Kruger Lou-Marié, Lourens Marleen
Department of Psychology, Stellenbosch University, Private Bag X1, Matieland, 7602, South Africa.
Clinical Psychology, Department of Psychology, Stellenbosch University, 1 Whitnall Street, Grahamstown, 6139, South Africa.
Cult Med Psychiatry. 2016 Mar;40(1):124-43. doi: 10.1007/s11013-015-9480-5.

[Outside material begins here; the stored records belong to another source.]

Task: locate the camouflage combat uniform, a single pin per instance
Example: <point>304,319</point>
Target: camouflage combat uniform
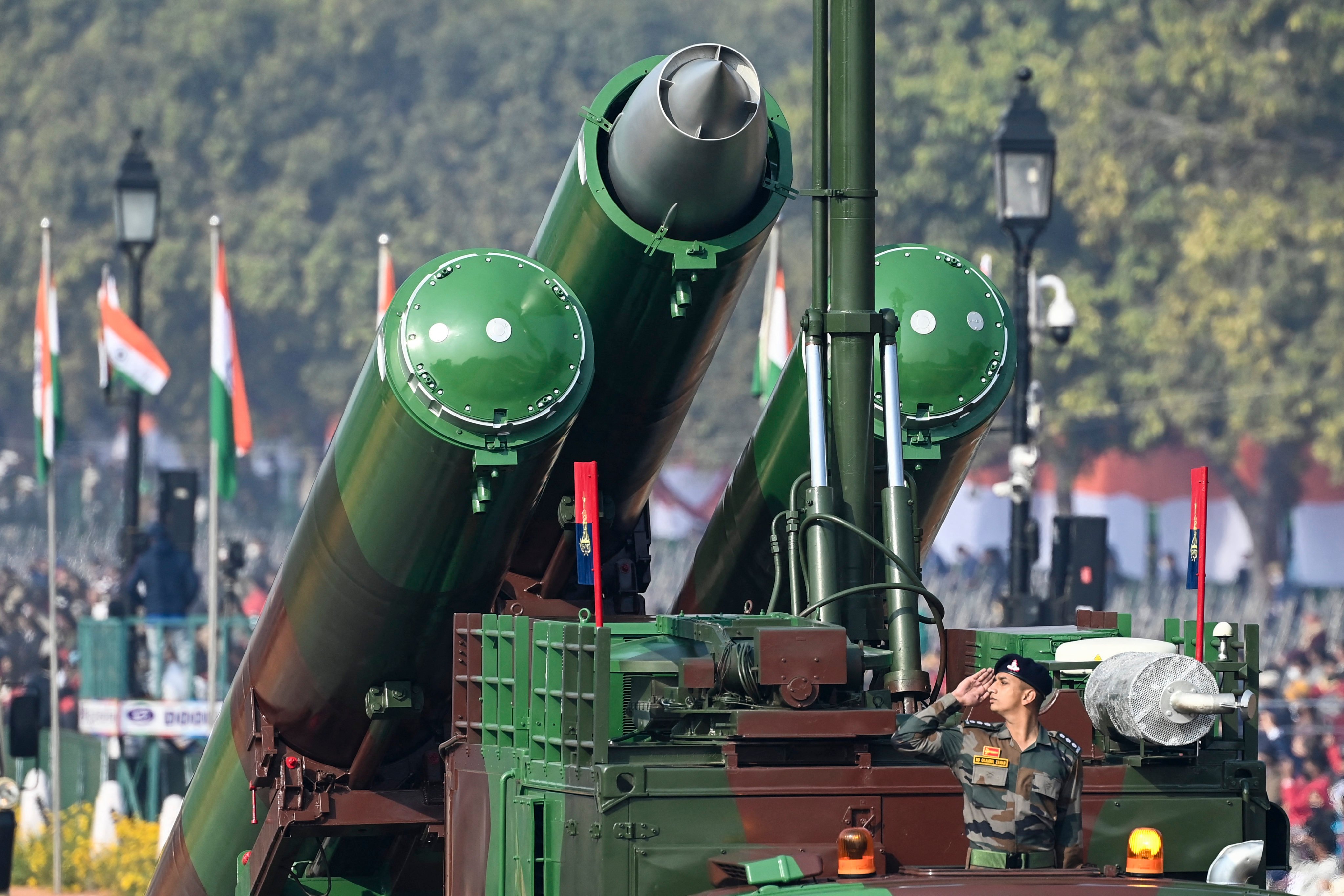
<point>1016,801</point>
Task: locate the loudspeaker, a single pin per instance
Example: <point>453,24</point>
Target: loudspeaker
<point>25,722</point>
<point>178,507</point>
<point>1078,565</point>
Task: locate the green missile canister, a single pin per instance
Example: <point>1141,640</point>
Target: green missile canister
<point>667,199</point>
<point>957,350</point>
<point>480,366</point>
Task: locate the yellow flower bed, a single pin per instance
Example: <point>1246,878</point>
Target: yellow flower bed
<point>124,870</point>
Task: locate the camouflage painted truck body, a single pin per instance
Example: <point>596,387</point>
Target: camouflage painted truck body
<point>427,707</point>
<point>955,375</point>
<point>644,758</point>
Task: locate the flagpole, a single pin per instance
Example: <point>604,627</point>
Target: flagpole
<point>53,634</point>
<point>213,531</point>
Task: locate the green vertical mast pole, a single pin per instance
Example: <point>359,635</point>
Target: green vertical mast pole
<point>853,323</point>
<point>820,150</point>
<point>820,496</point>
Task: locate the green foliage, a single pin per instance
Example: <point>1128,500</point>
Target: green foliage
<point>309,127</point>
<point>1199,215</point>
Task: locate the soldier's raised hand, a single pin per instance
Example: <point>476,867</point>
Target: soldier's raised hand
<point>973,688</point>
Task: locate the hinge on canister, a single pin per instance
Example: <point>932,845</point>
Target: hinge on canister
<point>682,296</point>
<point>633,831</point>
<point>596,119</point>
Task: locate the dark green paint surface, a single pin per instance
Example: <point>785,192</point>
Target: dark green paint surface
<point>386,550</point>
<point>651,362</point>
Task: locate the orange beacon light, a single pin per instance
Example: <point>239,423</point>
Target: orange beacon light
<point>857,854</point>
<point>1145,852</point>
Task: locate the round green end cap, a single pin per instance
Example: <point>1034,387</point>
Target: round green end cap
<point>956,340</point>
<point>492,344</point>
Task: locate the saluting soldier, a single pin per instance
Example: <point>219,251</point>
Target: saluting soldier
<point>1023,785</point>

It is widely assumed that the social and economic conditions of poverty can be linked to common mental disorders in low-, middle- and high-income countries. Despite the considerable increase in quantitative studies investigating the link between poverty and mental health, the nature of the connection between poverty and emotional well-being/distress is still not fully comprehended. In this qualitative study, exploring how one group of Coloured South African women, diagnosed with depression and residing in a semi-rural low-income South African community, subjectively understand and experience their emotional distress, data was collected by means of in-depth semi-structured interviews and social constructionist grounded theory was used to analyse the data. We will attempt to show (1) that the depressed women in this group of respondents frequently refer to the emotional distress caused by hungry children and (2) that the emotional distress described by the respondents included emotions typically associated with depression (such as sadness, hopelessness and guilt), but also included emotions not necessarily associated with depression (such as anxiety, anger and anomie). In our attempt to understand (both psychologically and politically) the complex emotional response of mothers to their children's hunger, we argue that powerful gender and neo-liberal discourses within which mothers are interpellated to care for children, and more specifically, to make sure that children are not hungry, mean that the mothers of hungry children felt that they were not fulfilling their responsibilities and thus felt guilty and ashamed. This shame seemed, in turn, to lead to anger and/or anomie, informing acting out behaviours ranging from verbal and physical aggression to passive withdrawal. A vicious cycle of hunger, sadness and anxiety, shame, anger and anomie, aggression and withdrawal, negative judgement, and more shame, are thus maintained. As such, the unbearable rebukes of hungry children can be thought of as evoking a kind of "madness" in low-income mothers.
人们普遍认为,在低收入、中等收入和高收入国家,贫困的社会和经济状况可能与常见精神障碍有关。尽管调查贫困与心理健康之间联系的定量研究数量大幅增加,但贫困与情绪幸福/痛苦之间联系的本质仍未得到充分理解。在这项定性研究中,我们探索了一群被诊断患有抑郁症且居住在南非半农村低收入社区的有色人种南非女性如何主观理解和体验她们的情绪痛苦,通过深入的半结构化访谈收集数据,并运用社会建构主义扎根理论对数据进行分析。我们将试图表明:(1)在这组受访者中,患有抑郁症的女性经常提到饥饿孩子所带来的情绪痛苦;(2)受访者所描述的情绪痛苦不仅包括通常与抑郁症相关的情绪(如悲伤、绝望和内疚),还包括不一定与抑郁症相关的情绪(如焦虑、愤怒和失范)。在我们试图(从心理和政治角度)理解母亲对孩子饥饿的复杂情绪反应时,我们认为,强大的性别和新自由主义话语要求母亲照顾孩子,更具体地说,要确保孩子不饥饿,这意味着饥饿孩子的母亲觉得自己没有履行责任,因此感到内疚和羞愧。这种羞愧反过来似乎会导致愤怒和/或失范,引发从言语和身体攻击到被动退缩等一系列行为。于是,饥饿、悲伤与焦虑、羞愧、愤怒与失范、攻击与退缩、负面评判以及更多羞愧构成了一个恶性循环。因此,饥饿孩子难以承受的指责可以被视为在低收入母亲中引发了一种“疯狂”。